The texts in the corpus were all typed from photocopy by transcribers in the Department of Linguistics, Lancaster University. Although labour-intensive and thus expensive, this procedure was necessary because the quality of the images was too low to allow for the text to be scanned in using OCR. Click here for an example of the chaos that results when an OCR-capture was taken of one page's image - and here for the image from which it was acquired.
The text was inputted in a basic SGML-compatible format that has much in common with HTML. This was for two reasons: firstly, to simplify the encoding for the transcribers, and secondly, to permit automatic mapping to a TEI-conformant SGML/XML encoding or a fully Web-compatible HTML format.
Spelling in the seventeenth century was not fixed, and varies between and even within different individuals' practice. The use of regularised spellings in the corpus was a controversial but necessary step. If corpus analysis pacages such as concordancers are to function at an acceptable level of performance, they must not make such elementary mistakes as treating - for instance - Cromwel and Cromwell (two popular spellings of this leader's name) as different words. To avoid this, it is necessary to regularise spelling.
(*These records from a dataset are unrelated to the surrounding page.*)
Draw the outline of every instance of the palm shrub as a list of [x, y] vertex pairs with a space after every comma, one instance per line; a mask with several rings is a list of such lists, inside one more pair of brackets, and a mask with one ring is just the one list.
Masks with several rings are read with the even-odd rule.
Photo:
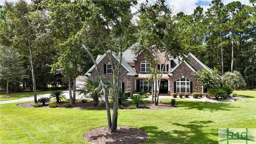
[[198, 77], [197, 82], [199, 85], [206, 88], [207, 92], [210, 89], [219, 86], [221, 83], [221, 77], [215, 69], [212, 72], [204, 69], [202, 72], [196, 73], [195, 75]]
[[223, 99], [227, 98], [227, 94], [224, 89], [221, 87], [215, 87], [210, 90], [210, 94], [213, 95], [216, 100], [219, 100], [219, 98], [222, 98]]
[[56, 98], [56, 102], [57, 103], [59, 103], [60, 101], [61, 101], [62, 99], [65, 99], [66, 98], [65, 97], [64, 95], [63, 94], [63, 91], [53, 91], [51, 93], [51, 95], [50, 95], [50, 98]]
[[[87, 82], [86, 86], [85, 88], [78, 90], [78, 93], [79, 95], [83, 94], [82, 97], [92, 98], [93, 106], [96, 106], [99, 104], [99, 99], [103, 95], [103, 90], [100, 83], [100, 79], [99, 78], [95, 79], [88, 79], [86, 82]], [[110, 83], [106, 82], [105, 84], [109, 85]]]
[[42, 97], [42, 98], [41, 98], [40, 99], [38, 99], [37, 101], [40, 102], [40, 103], [43, 103], [43, 106], [45, 106], [45, 102], [47, 102], [50, 101], [50, 98]]
[[232, 88], [231, 88], [231, 87], [229, 85], [225, 85], [223, 87], [223, 89], [225, 90], [226, 93], [228, 96], [230, 96], [230, 94], [231, 94], [233, 92], [233, 89], [232, 89]]
[[124, 93], [124, 95], [126, 98], [130, 98], [131, 97], [131, 92], [129, 91], [125, 91]]
[[136, 107], [139, 107], [139, 105], [143, 103], [142, 97], [139, 95], [133, 95], [131, 99], [132, 100], [132, 103], [136, 105]]
[[176, 93], [172, 93], [172, 97], [174, 98], [177, 98], [177, 94]]
[[186, 98], [188, 98], [189, 96], [189, 94], [187, 93], [184, 94], [184, 97], [185, 97]]
[[179, 94], [179, 97], [181, 99], [183, 97], [183, 94]]

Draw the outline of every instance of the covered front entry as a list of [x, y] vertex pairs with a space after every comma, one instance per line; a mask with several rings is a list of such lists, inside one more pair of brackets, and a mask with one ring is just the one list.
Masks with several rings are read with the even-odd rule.
[[163, 94], [168, 93], [168, 80], [162, 79], [160, 83], [160, 87], [159, 89], [159, 93]]

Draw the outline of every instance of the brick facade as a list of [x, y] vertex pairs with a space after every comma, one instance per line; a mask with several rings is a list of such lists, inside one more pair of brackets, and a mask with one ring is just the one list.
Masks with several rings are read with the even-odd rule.
[[[197, 65], [199, 64], [198, 63]], [[195, 66], [199, 67], [197, 65], [195, 65]], [[170, 78], [169, 86], [171, 93], [174, 92], [174, 82], [176, 82], [177, 79], [180, 78], [188, 78], [190, 82], [193, 82], [193, 92], [202, 92], [202, 88], [197, 85], [197, 77], [194, 75], [193, 71], [184, 62], [181, 63], [180, 66], [173, 71], [173, 75], [169, 76], [169, 77]]]
[[[117, 61], [116, 60], [116, 61]], [[98, 67], [102, 75], [103, 79], [105, 82], [113, 82], [113, 74], [104, 74], [104, 65], [108, 64], [109, 60], [108, 56], [106, 56], [98, 64]], [[134, 76], [127, 76], [127, 73], [128, 71], [123, 67], [121, 67], [120, 82], [124, 82], [124, 91], [131, 91], [133, 93], [134, 91]], [[89, 78], [95, 79], [98, 77], [98, 75], [96, 68], [93, 69], [91, 71], [91, 75], [89, 76]]]

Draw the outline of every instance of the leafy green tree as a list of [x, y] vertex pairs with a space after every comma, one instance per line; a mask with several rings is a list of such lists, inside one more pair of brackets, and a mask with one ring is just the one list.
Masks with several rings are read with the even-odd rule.
[[207, 92], [211, 89], [220, 86], [220, 76], [218, 74], [217, 69], [211, 72], [204, 69], [202, 71], [196, 73], [195, 75], [198, 77], [197, 82], [199, 85], [207, 89]]
[[229, 85], [232, 89], [241, 89], [245, 86], [244, 78], [237, 71], [234, 71], [234, 73], [226, 73], [222, 80], [225, 85]]
[[9, 83], [19, 83], [25, 76], [22, 65], [23, 61], [16, 49], [0, 45], [0, 77], [6, 82], [7, 95]]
However, it is to be recognised that to maximise their utility to the historian, the electronic versions of the newsbooks should remain as close to the originals as possible: therefore, the original spellings should not simply be jettisoned. Rather, a solution was adopted which allowed both the original spelling and a standardised, 20th/21st Century Standard English form to be preserved in the markup. This was accomplished using the <reg> element (short for regularise). From an original text with <reg> elements, it is possible to derive by a very simple algorithm both a regularised version and an original-spelling version, as is demonstrated on these pages by means of the sample data.
Thus, the markup scheme as developed allows us to have the best of bost worlds, and to gain maximum utility from the corpus.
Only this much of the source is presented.